The Ten Years On Project
Protests and Mass Uprisings in the Arab World
December 17, 2020 marked the tenth anniversary of the start of the Arab uprisings in Tunisia. Beginning in 2011, mass uprisings swept North Africa and the Middle East, spreading from the shores of Tunisia to Egypt, Libya, Syria, Yemen, Bahrain, and the Eastern Province of the Arabian Peninsula. A “second wave” of mass protests and uprisings manifested during 2019 in Sudan, Algeria, Lebanon, and Iraq. The persistence of demands for popular sovereignty even in the face of re-entrenched authoritarianism, imperial intervention, and civil strife is a critical chapter in regional and global history.
In an effort to mark, interrogate, and reflect on the Arab uprisings, we launch a yearlong set of events, reflections, and conversations. We hope to produce resources for educators, researchers, students, and journalists to understand the last decade of political upheaval historically and in the lived present.
Over the past decade, a plethora of events, texts, and artistic and cultural productions have navigated the last decade’s spectrum of affective and material registers. We hope to contribute to these efforts through a historically grounded, theoretically rigorous approach that collaboratively interrogates the multiple questions the Arab uprisings continue to pose.
Project Launch Statement, December 2020
What can the successes and failures of uprisings teach us about notions of time, space, and people? How do waves of persistent resistance reshape our understandings of “stability”? What precisely is revolution? How do we confront its dark underbelly, counter-revolution? How are these uprisings both continuous with and a rupture from the past? What can they reveal about the intersections and mutually constitutive forces of the local and the global, the political and the economic, the affective and the material? Considering the dire and turbulent conditions in the Middle East and globally, these reflections are more urgent than ever.
We seek to collaboratively reflect on multidisciplinary frameworks that can identify how mass protests take shape. We will attend to both commonalities and differences across spaces and times, centering gender, race, sect, class, and the environment as key arenas of experience, theory, surveillance, and resistance.
Over the coming year, we will curate events and projects to reflect on the tenth anniversary of the Arab uprisings. Workshops, panels, and roundtables as well as a variety of artistic expressions, a podcast series, a resources module/portal, and ultimately a volume will attend to these questions and visions. This endeavor centers multiplicity in contributions, disciplines, frameworks, and geographies. We are particularly interested in forging space for scholars, organizers, and revolutionaries from the Arab world and the Middle East and North Africa more broadly. We hope to feature events and knowledge production in Arabic, Turkish, and Farsi.

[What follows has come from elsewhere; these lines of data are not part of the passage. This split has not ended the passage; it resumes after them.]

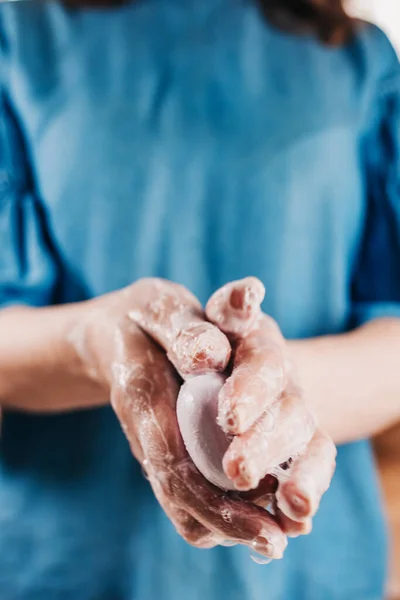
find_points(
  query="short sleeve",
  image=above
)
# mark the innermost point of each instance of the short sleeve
(376, 283)
(28, 269)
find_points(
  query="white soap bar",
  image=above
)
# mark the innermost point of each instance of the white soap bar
(206, 443)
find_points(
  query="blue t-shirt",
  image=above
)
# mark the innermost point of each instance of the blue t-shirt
(192, 141)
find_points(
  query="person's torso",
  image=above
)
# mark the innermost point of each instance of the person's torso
(193, 142)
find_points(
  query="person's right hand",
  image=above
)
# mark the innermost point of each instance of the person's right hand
(144, 385)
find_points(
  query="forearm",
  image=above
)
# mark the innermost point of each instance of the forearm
(352, 381)
(40, 366)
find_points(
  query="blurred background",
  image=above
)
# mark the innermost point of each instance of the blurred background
(386, 13)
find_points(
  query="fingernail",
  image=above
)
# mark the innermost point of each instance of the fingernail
(263, 545)
(203, 352)
(300, 505)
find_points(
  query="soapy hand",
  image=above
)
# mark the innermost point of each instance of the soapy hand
(136, 341)
(260, 406)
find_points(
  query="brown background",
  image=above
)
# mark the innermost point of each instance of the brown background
(388, 453)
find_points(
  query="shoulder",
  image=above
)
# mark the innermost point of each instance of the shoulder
(376, 59)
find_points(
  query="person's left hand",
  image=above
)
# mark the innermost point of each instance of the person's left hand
(261, 405)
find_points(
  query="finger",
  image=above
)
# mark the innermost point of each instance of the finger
(173, 317)
(144, 394)
(281, 433)
(235, 307)
(308, 478)
(227, 517)
(293, 528)
(193, 532)
(263, 497)
(264, 494)
(259, 377)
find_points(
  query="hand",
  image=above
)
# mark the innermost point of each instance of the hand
(144, 385)
(262, 406)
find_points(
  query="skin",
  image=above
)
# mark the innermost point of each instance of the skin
(131, 345)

This was originally a collaborative effort between the Arab Studies Institute, Princeton’s Arab Barometer project, George Mason University’s Middle East and Islamic Studies Program, and Georgetown University’s Center for Contemporary Arab Studies. It quickly expanded and gained more partners from other institutions across the region, as well as Europe and the United States. The collective includes: Arab Studies Institute, Princeton’s Arab Barometer, GMU’s Middle East and Islamic Studies Project, Georgetown University (Center for Contemporary Arab Studies), the Arab Council for Social Sciences (ACSS), American University of Beirut’s Asfari Institute, Brown University (Center for Middle East Studies), UC Santa Barbara (Center for Middle East Studies), University of Chicago (Center for Contemporary Theory), Harvard University’s Center for Middle East Studies, University of Exeter’s Institute of Arab and Islamic Studies, Birzeit University’s Department of Political Science, Stanford University’s Center for Democracy, Development, and Rule of Law, AUC Affiliates, Georgetown University (Qatar), The Global Academy (MESA Affiliated), and Institute of Palestine Studies.